Lessons learned in county classes

Updated: 2016-06-20 08:15

By Erik Nilsson in Huichang, Jiangxi Province(China Daily)

  Comments() Print Mail Large Medium  Small

They called me "grandpa". And they meant it. The preschoolers at the Huichang Zhulan Demonstration School had never seen anyone with light hair aside from the elderly.

I'm a blond 33-year-old. I'm getting there, but I have a few years and hairs to go. I hope.

I've been to many places where few, if any, foreigners tread - but this was a new one for me. Other scenes at the rural school in Jiangxi province's Huichang county reminded me of visiting similar classrooms elsewhere in the country.

Kids bent over balconies and peered through windows.

The more outgoing volunteered "hello!" and "how are you?", detonating explosions of giggles, as students slapped their hands over their grinning faces in staccato.

But one thing stood out among the kids compared with equivalent schools I've visited - their English abilities were on par with any urban student.

They could hold conversations far beyond simple greetings. Ninth-grader Chen Yan hopes to become a translator.

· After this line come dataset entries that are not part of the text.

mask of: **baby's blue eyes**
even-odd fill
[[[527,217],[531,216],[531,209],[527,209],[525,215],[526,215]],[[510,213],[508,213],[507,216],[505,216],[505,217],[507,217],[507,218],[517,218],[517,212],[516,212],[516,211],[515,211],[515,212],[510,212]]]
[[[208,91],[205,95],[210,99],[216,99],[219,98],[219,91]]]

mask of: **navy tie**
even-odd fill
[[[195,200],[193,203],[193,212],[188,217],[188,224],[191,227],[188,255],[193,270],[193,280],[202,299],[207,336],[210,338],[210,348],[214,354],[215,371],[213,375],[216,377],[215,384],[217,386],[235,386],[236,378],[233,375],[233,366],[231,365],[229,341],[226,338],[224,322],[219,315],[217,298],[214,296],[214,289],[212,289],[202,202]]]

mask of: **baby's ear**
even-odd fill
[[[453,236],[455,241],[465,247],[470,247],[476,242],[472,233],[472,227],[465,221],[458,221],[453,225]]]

Her classmate, 16-year-old Lai Honghui, wants to be a cook. "I enjoy making food for my family," he said.

Ninth-grader Liu Qianyi, 16, wants to be an engineer or a singer. She asked me to sing a song to her class.

Partly to get a few chuckles, I crooned one of the few Chinese songs I know - Liang Zhi Laohu, a kids song set to Brother John but with a totally different plotline than the English and original French versions.

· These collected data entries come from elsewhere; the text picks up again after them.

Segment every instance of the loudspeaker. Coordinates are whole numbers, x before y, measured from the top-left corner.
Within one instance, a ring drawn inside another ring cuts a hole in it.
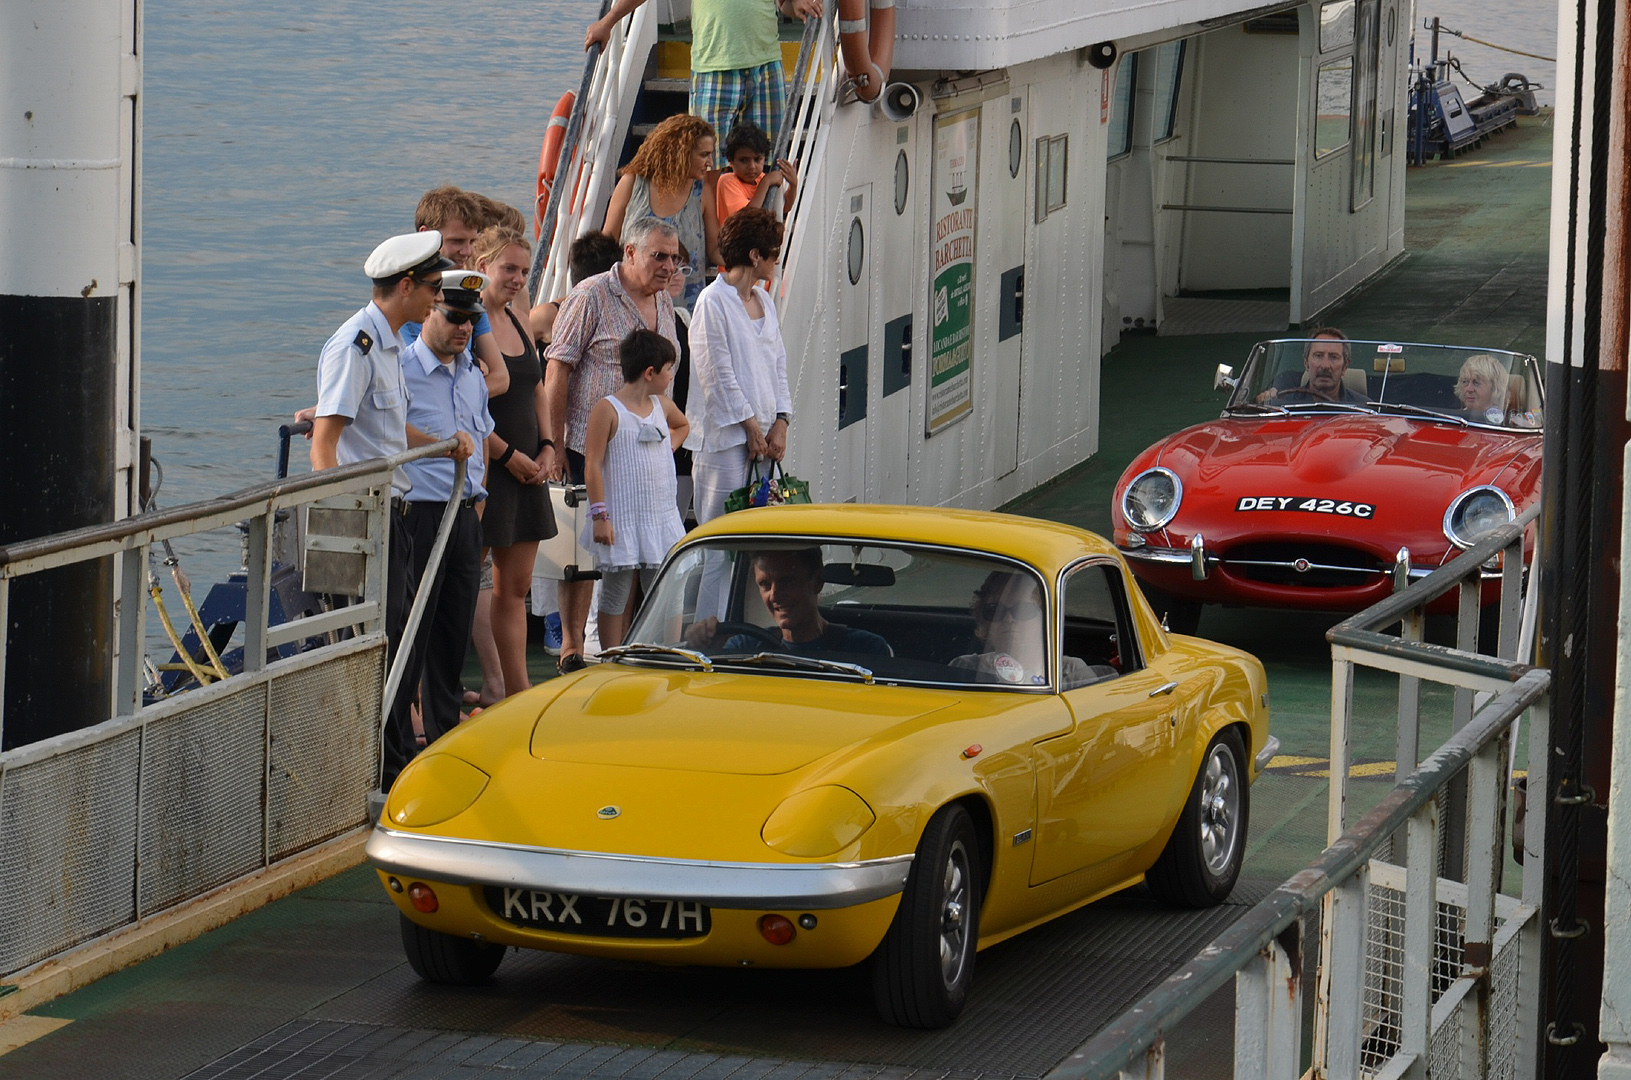
[[[1101,41],[1087,47],[1087,62],[1096,68],[1107,68],[1116,62],[1116,43]]]
[[[911,83],[889,83],[878,95],[878,109],[891,120],[908,120],[923,103],[923,95]]]

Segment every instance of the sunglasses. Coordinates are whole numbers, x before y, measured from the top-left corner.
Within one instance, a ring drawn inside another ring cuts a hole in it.
[[[436,277],[433,277],[433,278],[416,277],[416,278],[413,279],[413,283],[415,285],[429,285],[432,289],[435,289],[437,292],[442,291],[442,279],[441,279],[440,275],[438,275]]]
[[[677,251],[648,251],[646,254],[651,256],[652,262],[673,263],[676,266],[684,265],[684,263],[680,262],[680,253]]]
[[[995,600],[988,600],[980,605],[980,618],[986,622],[996,622],[1004,615],[1011,616],[1015,622],[1030,622],[1042,617],[1042,605],[1032,600],[1018,604],[999,604]]]
[[[477,319],[481,318],[480,315],[472,315],[468,311],[455,311],[452,308],[444,307],[438,308],[437,310],[442,313],[442,318],[446,319],[454,326],[463,326],[466,323],[473,323]]]

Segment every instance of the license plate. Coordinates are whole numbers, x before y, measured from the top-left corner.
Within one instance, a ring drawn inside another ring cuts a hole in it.
[[[1335,514],[1338,517],[1373,518],[1373,503],[1351,502],[1347,499],[1320,499],[1308,495],[1243,495],[1235,502],[1235,510],[1301,511],[1305,514]]]
[[[488,885],[487,904],[499,918],[533,930],[594,937],[704,937],[713,927],[699,900],[643,896],[589,896]]]

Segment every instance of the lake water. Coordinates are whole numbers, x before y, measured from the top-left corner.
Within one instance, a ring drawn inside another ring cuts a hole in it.
[[[316,357],[368,296],[361,264],[454,183],[530,215],[538,147],[582,73],[594,0],[147,4],[142,428],[164,505],[273,473],[277,425],[311,404]],[[1557,9],[1453,0],[1423,18],[1555,54]],[[1446,39],[1480,82],[1550,64]],[[291,467],[304,471],[304,446]],[[230,538],[184,549],[200,583]]]

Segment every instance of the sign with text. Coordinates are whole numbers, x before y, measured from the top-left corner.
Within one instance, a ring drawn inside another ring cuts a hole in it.
[[[928,434],[974,411],[974,228],[979,205],[980,111],[934,122],[934,213],[929,258]]]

The Chinese lyrics aren't about a drowsy Christian monk but rather two cavorting tigers missing body parts.

It won laughs from the class.

But I ended up guffawing harder when Liu and her classmate retorted by serenading me with the same song - but translating the Chinese version into English impromptu. I'd never considered the possibility of singing the international tune's Chinese lyrics in English.

The teachers at the school, which pilots a composite of basic and vocational education, agree life on campus has become better over time.

English instructor Huang Xiaoyun, who has taught in the countryside for 15 years, said it was her childhood dream to become a rural teacher like her father.

She realized this ambition, but was initially disappointed upon arriving at Zhulan. "I found dilapidated buildings and poorly equipped classrooms," she recalled. "But I noticed all the students studied hard despite the deprivation. They showed strong will and studied happily. So I forgot my disenchantment."

Huang is delighted the campus has been upgraded over the past decade. "We have new teaching buildings, and modern classrooms and teachers' and students' dorms," she said.

English instructor Lai Guilan recalls sharing one room with three other teachers years ago. Teachers now have individual dorms, where they live on weeknights. They can also get monthly transportation and accommodation subsidies of 400-1,000 yuan ($62-154), on top of salaries that max out at 1,100 yuan a month.

Lai and her colleague, Luo Cuiyun, are qualified to work in urban schools.

"Many career opportunities presented themselves after I graduated from university, but I chose the countryside," Luo said. "It's poor and backward compared to the cities. But, if you're diligent, you earn more opportunities."

Lessons learned in county classes

China Daily journalist Erik Nilsson gives an English lesson to students at the Huichang Zhulan Demonstration School in Huichang, Jiangxi province.